Wolf Lambert via Wikimedia Commons.

Last week, in Wrong reasoning, right result? I ranted a bit– criticizing the latest in a nationwide string of wrong decisions involving FRCP 4(f)(3).  At issue: whether courts can authorize service by email on defendants located in Hague Service Convention countries that object to Article 10(a).

My view is awfully straightforward– if the Convention applies, and the destination country objects to 10(a), then Nein.  没有。
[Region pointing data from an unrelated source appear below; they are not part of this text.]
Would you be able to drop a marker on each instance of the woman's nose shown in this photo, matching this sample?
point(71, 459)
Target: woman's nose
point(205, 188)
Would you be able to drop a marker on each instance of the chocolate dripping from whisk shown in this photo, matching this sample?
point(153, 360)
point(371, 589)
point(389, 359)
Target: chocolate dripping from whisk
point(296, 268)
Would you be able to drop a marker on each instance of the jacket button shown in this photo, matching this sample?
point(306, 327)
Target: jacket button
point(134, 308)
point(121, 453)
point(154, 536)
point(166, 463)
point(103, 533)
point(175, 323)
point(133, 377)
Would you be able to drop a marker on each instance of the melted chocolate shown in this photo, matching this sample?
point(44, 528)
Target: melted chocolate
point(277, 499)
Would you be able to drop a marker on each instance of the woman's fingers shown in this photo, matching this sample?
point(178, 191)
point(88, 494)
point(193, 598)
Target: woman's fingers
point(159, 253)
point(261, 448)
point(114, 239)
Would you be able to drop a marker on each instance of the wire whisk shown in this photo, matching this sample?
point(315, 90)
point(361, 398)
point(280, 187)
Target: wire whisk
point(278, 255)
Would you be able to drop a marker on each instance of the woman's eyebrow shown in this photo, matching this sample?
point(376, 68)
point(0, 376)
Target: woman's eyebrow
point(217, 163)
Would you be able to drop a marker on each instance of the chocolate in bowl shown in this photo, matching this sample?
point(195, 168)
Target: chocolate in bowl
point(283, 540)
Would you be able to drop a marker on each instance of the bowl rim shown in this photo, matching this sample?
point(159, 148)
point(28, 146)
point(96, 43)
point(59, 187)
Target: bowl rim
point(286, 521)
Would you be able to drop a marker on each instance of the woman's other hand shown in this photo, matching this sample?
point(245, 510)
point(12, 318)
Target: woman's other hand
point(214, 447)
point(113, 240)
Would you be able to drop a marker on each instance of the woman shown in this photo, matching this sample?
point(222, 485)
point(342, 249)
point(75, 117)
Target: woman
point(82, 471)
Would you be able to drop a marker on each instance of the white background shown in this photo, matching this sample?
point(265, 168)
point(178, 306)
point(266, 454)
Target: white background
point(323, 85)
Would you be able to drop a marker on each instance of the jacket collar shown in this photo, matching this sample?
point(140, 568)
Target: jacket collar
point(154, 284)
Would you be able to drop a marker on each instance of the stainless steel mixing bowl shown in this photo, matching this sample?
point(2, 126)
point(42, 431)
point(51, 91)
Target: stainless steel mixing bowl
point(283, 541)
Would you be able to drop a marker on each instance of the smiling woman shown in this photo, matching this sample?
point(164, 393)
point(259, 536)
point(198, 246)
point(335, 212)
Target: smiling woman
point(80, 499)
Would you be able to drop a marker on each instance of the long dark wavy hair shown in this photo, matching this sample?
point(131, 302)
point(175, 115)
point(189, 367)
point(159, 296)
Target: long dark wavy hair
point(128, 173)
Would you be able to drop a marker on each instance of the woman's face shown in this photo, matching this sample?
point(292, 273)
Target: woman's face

Нет.  ほぼ。 幾分。

Not no, but hell no.* 

In a bit of serendipitous timing, a colleague pinged me over the weekend and asked for my thoughts on this one:  “Judge takes rare step to help serve elusive Ghislaine Maxwell with lawsuit.”  I’m usually pretty skeptical about the New York Post, notwithstanding my intellectual affection for Alexander Hamilton (there’s a million things he hasn’t done, but just you wait), although this particular article set aside the editorial slant that often dims my view of A-dot-Ham‘s creation.  Seems there’s a problem locating a civil suit defendant in the Jeffrey Epstein debacle, so plaintiffs’ counsel rightly asked the judge for leave to serve her by electronic means under 4(f)(3).  Specifically:

(f) Unless federal law provides otherwise, an individual—other than a minor, an incompetent person, or a person whose waiver has been filed—may be served at a place not within any judicial district of the United States:  (3) by other means not prohibited by international agreement, as the court orders.

My response to the colleague who posed the question:

Sounds to me like exactly the situation Rule 4(f)(3) was designed for.  If the plaintiff can’t find her despite a diligent search (that’s usually where such a motion gets tripped up– they don’t search diligently) then the Hague Service Convention doesn’t apply.  Consequently, there’s no treaty-based argument that email service is inappropriate.  This one seems to be a valid application of the rule.

 

So why doesn’t the Convention itself apply?  Because they can’t find the defendant.  From Article 1:

This Convention shall not apply where the address of the person to be served with the document is not known.

If the Convention doesn’t apply, then electronic service creates no worry about fulfilling Justice O’Connor’s mandate in the Schlunk decision.  There’s no “occasion to transmit” the documents abroad.  There’s no worry about a hierarchy within Rule 4(f).  And there’s a pretty significant chance that the defendant’s due process rights will be fulfilled.**

As long as the plaintiffs can demonstrate that the defendant actually uses the electronic means authorized by the court, thumbs-up on this one.


* Whether it’s okay where the destination country doesn’t object is a different matter entirely, and quite arguable.  I have mixed views on that one… fodder for another post.

** From Mullane and Rule 4(f) itself… a means reasonably calculated to provide notice and an opportunity to defend.